What I probably did not write too clearly in the first paragraph is that
the tendency to ignore DSNs is a direct result of collateral spam; by
reducing or eliminating collateral spam, people may pay more attention
to the DSNs they _do_ get.
A 550 SMTP response is a lot better than a bounce message in terms of
generating DSNs only to the legitimate sender of a message. In the case
of legitimate mail, the actual bounce message will be generated by their
own ISP/organization, based on your 550 response. In the case of
virii/ratware, no message is generated.
> > 'course, there is the special case of mail forwarded to you from
> > "trusted" sources, such as back MXes, accounts elsewhere, etc. For
> > that, you use host-based whitelists.
> [...]
> > http://tldp.org/HOWTO/Spam-Filtering-for-MX/forwardedmail.html
> [...]
> > "Closed" relays, such as mailing list servers, *should* be
> > whitelisted.
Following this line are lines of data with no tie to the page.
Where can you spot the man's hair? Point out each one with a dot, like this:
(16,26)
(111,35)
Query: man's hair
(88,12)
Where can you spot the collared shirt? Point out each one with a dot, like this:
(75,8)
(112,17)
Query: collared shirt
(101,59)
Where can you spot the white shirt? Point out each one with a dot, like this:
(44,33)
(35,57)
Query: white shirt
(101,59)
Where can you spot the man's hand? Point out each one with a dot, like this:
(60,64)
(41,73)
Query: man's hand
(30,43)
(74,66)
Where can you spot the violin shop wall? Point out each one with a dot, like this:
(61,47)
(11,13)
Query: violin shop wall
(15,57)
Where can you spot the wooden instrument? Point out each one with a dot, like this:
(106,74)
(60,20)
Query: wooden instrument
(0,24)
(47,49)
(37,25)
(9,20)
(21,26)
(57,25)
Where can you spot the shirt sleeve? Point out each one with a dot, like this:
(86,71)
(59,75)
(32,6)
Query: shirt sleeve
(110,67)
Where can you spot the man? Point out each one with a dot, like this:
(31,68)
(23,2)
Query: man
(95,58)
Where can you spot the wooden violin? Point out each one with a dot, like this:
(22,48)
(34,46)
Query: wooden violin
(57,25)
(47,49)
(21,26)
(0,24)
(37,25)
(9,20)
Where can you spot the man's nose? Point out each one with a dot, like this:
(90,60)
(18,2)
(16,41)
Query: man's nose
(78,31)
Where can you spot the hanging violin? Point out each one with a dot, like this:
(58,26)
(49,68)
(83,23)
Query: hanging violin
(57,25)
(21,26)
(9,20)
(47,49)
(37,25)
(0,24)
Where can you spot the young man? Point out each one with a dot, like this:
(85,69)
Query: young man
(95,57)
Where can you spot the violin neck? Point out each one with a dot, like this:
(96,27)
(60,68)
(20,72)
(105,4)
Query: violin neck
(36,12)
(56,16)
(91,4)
This, too, can be supported per-user, without
> > restricting each mail to one recipient. See the links above for
> > details.
>
> I'm getting the impression that you must be blessed with only
> extremely technically savvy users. :-) There is no way in hell that
> most normal users will be able to maintain such a whitelist. Not even
> everyone of my fellow Debian developers do (cf. another of my emails
> in this thread) and they're (supposedly?) a fairly techical bunch..
Yeah. That's a problem, I agree.
Still, IMHO, accidentally rejecting mail from mailing list servers is no
worse than sending a bounce message back to the envelope sender (which,
in the case of Debian's mailing list servers contains a "cookie" that
identifies the recipient). Whether you do bounces or SMTP rejections,
you may need to whitelist such servers to remain on the lists .
OTOH, I get the feeling that you advocate sending suspected spam to the
bit bucket (or a temporary/expiring junk mail store), without doing
_either_ SMTP-time filtering _or_ creating DSNs. That's a different
approach, which - granted - does not generate collateral spam, but can
also make the mail infrastructure unreliable.